Eliminate your loans-by volunteering?

Laura Geggel

Five years ago, Carlos Fearn graduated from Washington University with a diploma and a large debt accrued from student loans. Memories of this financial hardship prompted him to create Student Loan Eliminators, a nonprofit organization that plans to help students across the country decrease or terminate their debt before they even graduate.

By volunteering for local charities and non-profit groups, students enrolled in Fearn’s program can repay their debts by doing projects like volunteering at soup kitchens and spending time with the elderly.

“People want to get something [more] out of their volunteer efforts,” Fearn said. “This way nonprofits and charities can benefit too.”

Students interested in the program must visit Fearn’s Web site, www.nostudentdebt.org, fill out an application and pay a $10 fee. Fearn says admission to the program will be selective and not all applicants will get in on their first application.

“We will score the applications accordingly,” Fearn said, “[but] the determinate will be the essay questions.”

Student Loan Eliminators will re-assess each application monthly for a year so that students will not have to apply more than once.

Once chosen, the program will match the participant with a nonprofit that best fits the volunteer’s abilities and interests.

“The time frame [for volunteering] will be determinant on the actual amount of your grant. Each individual will be done differently.” Fearn said.
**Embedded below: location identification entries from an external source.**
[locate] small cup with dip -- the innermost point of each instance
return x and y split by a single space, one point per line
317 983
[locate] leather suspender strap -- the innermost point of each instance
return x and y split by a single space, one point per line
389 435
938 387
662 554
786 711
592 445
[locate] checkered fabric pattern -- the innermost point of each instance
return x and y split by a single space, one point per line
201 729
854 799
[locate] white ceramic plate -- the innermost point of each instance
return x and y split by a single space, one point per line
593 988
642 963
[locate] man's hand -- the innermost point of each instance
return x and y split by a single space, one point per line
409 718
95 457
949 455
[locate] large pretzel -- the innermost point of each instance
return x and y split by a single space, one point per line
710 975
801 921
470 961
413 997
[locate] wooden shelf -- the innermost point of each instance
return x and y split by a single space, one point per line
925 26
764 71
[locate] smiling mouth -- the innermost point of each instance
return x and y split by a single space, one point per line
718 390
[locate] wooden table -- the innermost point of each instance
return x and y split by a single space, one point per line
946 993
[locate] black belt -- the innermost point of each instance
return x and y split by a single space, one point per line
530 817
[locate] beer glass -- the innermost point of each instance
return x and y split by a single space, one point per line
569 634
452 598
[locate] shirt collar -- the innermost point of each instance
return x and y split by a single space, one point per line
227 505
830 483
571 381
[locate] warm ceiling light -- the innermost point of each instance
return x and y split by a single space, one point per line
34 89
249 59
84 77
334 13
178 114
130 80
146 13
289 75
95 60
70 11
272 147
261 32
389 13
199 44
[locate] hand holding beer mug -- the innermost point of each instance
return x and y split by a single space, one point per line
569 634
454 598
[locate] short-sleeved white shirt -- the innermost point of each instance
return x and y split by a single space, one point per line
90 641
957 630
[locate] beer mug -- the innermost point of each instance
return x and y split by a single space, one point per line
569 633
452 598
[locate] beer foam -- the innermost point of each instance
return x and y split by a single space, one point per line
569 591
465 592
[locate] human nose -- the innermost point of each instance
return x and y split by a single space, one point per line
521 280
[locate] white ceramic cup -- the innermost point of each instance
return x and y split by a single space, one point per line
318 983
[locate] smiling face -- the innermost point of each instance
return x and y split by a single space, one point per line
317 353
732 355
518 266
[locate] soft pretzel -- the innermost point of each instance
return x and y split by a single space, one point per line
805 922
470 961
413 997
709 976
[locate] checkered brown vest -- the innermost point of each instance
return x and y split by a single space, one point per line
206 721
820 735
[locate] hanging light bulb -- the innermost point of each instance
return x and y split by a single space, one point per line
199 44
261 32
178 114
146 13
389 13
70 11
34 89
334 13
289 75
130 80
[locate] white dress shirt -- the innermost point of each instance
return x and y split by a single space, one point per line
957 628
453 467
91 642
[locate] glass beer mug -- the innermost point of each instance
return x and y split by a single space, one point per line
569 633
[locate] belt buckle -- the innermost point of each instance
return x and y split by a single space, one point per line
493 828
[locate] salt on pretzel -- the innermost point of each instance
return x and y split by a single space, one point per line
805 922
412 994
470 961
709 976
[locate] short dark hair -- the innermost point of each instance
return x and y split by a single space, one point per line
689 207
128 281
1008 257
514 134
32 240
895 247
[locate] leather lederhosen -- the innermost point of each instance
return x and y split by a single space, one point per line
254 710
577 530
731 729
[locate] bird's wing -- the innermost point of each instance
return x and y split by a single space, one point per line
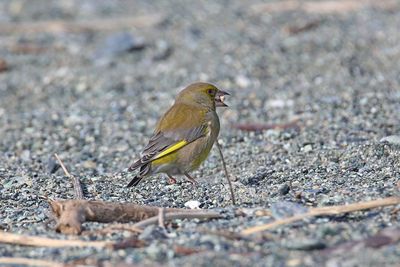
181 125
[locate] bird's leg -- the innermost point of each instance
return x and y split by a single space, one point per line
193 181
171 180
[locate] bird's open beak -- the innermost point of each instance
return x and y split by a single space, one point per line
219 99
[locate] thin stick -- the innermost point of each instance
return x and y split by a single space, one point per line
161 217
116 227
29 262
324 211
177 215
101 24
75 180
37 241
226 174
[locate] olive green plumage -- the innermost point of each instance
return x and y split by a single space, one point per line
184 135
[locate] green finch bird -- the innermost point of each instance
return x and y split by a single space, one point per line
183 136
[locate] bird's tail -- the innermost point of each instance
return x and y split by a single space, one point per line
144 169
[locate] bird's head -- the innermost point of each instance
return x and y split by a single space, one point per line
204 94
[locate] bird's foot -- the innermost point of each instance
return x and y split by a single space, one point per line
171 180
191 180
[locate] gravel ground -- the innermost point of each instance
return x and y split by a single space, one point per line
94 97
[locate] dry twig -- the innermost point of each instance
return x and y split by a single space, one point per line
37 241
29 262
179 215
72 213
226 174
321 7
325 211
161 217
75 180
102 24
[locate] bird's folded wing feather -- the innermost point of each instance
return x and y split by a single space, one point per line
181 125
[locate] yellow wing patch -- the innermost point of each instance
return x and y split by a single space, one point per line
171 149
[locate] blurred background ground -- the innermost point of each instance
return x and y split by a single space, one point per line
88 80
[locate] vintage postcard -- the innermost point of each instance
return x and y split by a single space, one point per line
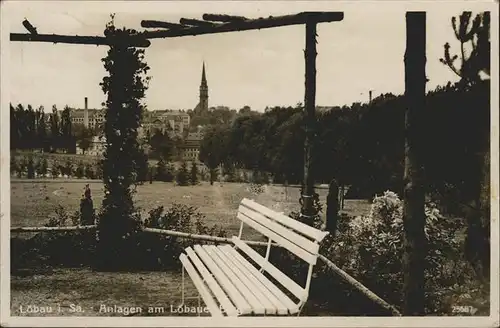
249 163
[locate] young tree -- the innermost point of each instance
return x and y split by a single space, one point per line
414 193
194 174
182 177
125 87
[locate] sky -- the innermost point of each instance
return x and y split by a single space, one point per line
262 68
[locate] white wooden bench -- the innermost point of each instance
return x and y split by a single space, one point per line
231 285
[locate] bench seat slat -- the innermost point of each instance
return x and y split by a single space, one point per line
248 279
212 284
282 302
205 294
226 284
257 306
300 227
291 235
302 253
283 279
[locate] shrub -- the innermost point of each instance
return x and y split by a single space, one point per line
30 167
55 170
161 170
80 170
68 168
43 166
89 171
194 174
164 251
14 165
98 171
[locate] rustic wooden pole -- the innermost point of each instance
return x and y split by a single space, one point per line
414 193
310 53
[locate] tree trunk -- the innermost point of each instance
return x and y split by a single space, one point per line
414 194
307 209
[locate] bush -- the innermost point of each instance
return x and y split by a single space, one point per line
14 165
43 166
194 174
80 170
182 176
89 172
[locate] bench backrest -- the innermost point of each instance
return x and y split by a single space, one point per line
297 237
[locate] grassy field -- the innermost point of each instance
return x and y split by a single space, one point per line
33 202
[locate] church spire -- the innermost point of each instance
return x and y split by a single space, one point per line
203 104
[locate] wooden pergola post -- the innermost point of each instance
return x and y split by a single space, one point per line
310 53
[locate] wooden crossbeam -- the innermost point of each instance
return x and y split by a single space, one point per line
75 39
196 22
160 24
250 24
223 18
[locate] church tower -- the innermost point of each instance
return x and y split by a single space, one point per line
203 104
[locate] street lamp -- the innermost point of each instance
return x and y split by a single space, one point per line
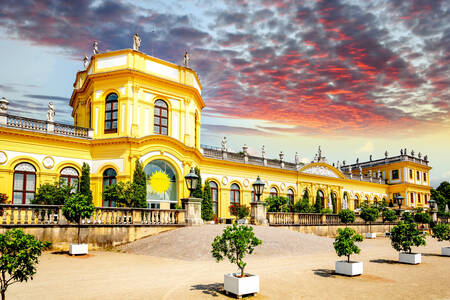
191 181
258 187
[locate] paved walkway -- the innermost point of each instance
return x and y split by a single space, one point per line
297 274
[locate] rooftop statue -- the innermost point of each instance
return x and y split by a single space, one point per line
136 42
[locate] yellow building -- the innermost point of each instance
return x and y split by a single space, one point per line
129 106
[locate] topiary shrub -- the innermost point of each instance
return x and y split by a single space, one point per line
76 208
19 257
347 216
405 235
234 243
344 243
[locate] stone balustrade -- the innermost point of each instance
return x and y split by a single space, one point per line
28 214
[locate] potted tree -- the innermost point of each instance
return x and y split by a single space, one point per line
405 235
441 232
234 243
76 208
347 216
369 214
345 246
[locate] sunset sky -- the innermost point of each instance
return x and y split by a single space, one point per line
356 77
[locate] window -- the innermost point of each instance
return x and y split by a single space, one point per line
234 194
24 185
161 117
273 192
214 196
69 176
395 174
109 178
290 195
111 113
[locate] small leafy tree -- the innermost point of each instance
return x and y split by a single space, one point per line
441 232
19 256
85 181
405 235
207 209
234 243
344 243
369 214
347 216
76 208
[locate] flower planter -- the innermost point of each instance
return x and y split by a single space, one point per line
352 268
410 258
241 286
371 235
78 249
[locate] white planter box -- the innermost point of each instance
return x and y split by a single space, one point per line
241 286
410 258
78 249
371 235
352 268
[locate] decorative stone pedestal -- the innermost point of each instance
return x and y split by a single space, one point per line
193 211
258 213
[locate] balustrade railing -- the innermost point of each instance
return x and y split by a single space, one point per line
28 214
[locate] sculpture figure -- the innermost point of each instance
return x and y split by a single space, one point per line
50 112
136 42
95 50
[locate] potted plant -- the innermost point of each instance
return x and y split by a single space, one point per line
369 214
441 232
405 235
388 215
345 246
347 216
234 243
76 208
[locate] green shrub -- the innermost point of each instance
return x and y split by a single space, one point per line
405 235
19 257
344 243
347 216
234 243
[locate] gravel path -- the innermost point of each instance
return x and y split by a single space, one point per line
194 243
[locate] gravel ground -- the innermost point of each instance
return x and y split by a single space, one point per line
194 243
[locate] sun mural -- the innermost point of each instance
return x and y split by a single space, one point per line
159 181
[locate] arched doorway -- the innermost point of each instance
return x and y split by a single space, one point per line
162 184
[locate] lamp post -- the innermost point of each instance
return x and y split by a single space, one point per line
258 187
191 181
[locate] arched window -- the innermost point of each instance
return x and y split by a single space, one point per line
214 196
273 192
24 185
235 194
290 195
161 117
111 113
162 183
69 176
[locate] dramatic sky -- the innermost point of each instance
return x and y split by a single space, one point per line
356 77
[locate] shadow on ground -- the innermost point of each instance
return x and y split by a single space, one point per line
212 289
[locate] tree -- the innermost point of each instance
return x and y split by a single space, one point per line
344 243
19 257
347 216
369 214
207 209
234 243
139 187
85 181
197 193
52 194
76 208
405 235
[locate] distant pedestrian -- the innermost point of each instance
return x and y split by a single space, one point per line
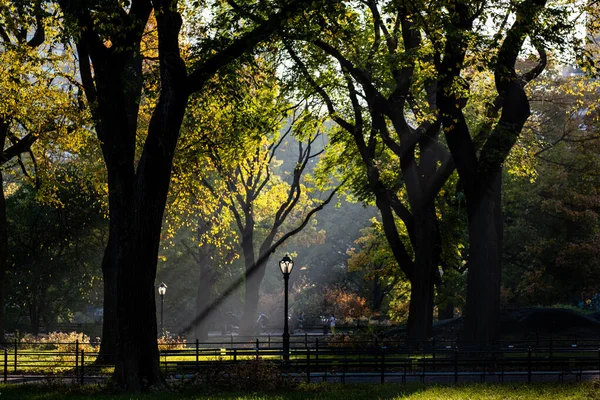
332 324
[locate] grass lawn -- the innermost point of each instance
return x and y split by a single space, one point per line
587 391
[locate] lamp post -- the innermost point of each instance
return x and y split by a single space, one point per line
162 289
286 265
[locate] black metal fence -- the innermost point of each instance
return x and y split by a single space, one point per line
339 359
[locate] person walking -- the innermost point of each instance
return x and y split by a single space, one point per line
332 324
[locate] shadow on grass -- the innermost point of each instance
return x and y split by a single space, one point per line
584 390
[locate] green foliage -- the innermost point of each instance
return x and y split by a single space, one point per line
55 249
552 233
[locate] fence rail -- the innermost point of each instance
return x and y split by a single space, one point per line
317 358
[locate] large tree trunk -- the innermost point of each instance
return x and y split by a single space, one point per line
3 254
108 345
485 250
377 295
203 302
427 255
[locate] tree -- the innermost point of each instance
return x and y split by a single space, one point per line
551 197
480 151
238 143
39 100
403 166
108 36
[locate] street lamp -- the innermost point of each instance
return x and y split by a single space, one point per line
162 289
286 265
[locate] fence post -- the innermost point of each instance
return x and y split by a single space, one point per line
382 364
455 365
197 353
317 353
76 357
82 366
307 365
529 364
433 352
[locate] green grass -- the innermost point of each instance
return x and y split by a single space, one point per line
572 391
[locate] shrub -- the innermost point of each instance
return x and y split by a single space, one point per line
251 375
60 341
167 342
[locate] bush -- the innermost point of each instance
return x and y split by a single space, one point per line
61 341
251 375
167 342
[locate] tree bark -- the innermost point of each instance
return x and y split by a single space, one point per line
108 344
3 254
485 257
427 257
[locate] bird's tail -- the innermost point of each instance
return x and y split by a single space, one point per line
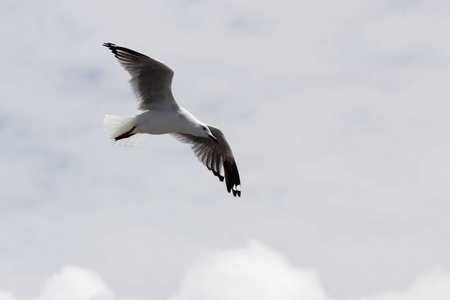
120 130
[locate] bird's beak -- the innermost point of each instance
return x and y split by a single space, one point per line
213 138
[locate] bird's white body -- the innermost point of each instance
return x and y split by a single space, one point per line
167 121
151 83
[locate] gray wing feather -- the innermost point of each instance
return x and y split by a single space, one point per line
217 157
151 80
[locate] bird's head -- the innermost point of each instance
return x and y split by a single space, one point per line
206 132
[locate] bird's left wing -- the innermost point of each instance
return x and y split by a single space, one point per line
151 80
217 157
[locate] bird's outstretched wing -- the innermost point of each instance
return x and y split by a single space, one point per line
151 80
217 157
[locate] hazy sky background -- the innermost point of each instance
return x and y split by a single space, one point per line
337 113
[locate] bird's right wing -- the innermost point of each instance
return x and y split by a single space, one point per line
151 80
217 157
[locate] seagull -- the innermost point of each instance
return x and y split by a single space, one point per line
151 82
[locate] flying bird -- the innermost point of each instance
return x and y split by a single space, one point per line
151 82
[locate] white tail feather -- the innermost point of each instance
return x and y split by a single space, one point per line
117 125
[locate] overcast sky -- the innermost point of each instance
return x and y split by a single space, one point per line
337 113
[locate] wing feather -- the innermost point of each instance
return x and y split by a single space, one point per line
217 157
151 80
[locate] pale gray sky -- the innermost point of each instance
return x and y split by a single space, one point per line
337 113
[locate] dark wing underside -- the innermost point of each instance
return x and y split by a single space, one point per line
151 80
217 157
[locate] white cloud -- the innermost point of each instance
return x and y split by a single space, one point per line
75 283
250 272
253 272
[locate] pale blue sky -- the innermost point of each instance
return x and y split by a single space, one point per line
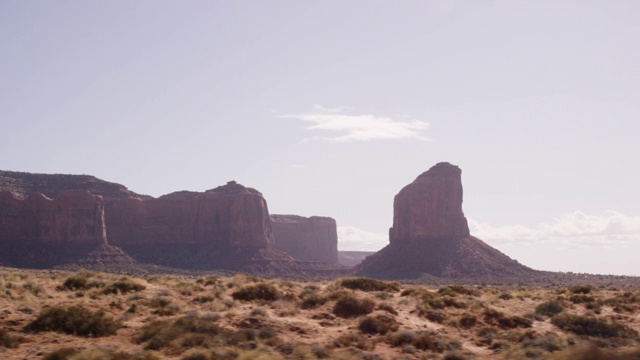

Students can earn up to $5,000 toward eliminating their debt. After volunteering the hours they agreed upon, the students, with confirmation from their charity, will contact Student Loan Eliminators to receive their grants.

Fearn hopes to support close to 30,000 participants and contribute at least $50 million every year.

“It will be set up on a first come first serve basis,” he said, “It’s a national program. One of the things that we definitely want to do is make sure that each campus will get a minimum of one person.”

The program is largely financed by other nonprofits, donations and the registration fee. In the process, Fearn hopes to assist other non-profits and charities.

“We want to work with a lot of the smaller [places], not large ones like the Red Cross,” he said.

Fearn himself is no stranger to entrepreneurship. Before he graduated in 2000 with majors in economics and marketing, Fearn had already started his own eBay-like Web site through which he matched vendors with small businesses and created “Storage for Less,” a storage company for students’ belongings over the summer months.

“I’ve been doing my own business even before I left Washington University,” Fearn said. Of his new venture, Fearn noted, “A lot of people volunteer already and a lot of them know they have student loans.”

Although Fearn sees Student Loan Eliminators as a chance for students to volunteer their debt away, junior Hiroki Motokubota is worried that students would be volunteering for the wrong reasons. Motokubota currently spends four hours each week as a volunteer with the Pediatrics Emergency Medicine Research Associate Program, or PEMRAP, at the St. Louis Children’s Hospital.

“It’s good that they [Student Loan Eliminators] evaluate the debt first, but it still kind of sounds like a job,” Motokubota said. “It’s like a scholarship for volunteering. That’s cool because it increases volunteering, but the motivation is different.”

Sophomore Mark Bartholomew disagreed and said the program sounded like a good solution to student debt.

“If it’s something like once a week, I would have time for it,” he said. “It would be nice if students would still be involved with volunteering [even] after the program is done.”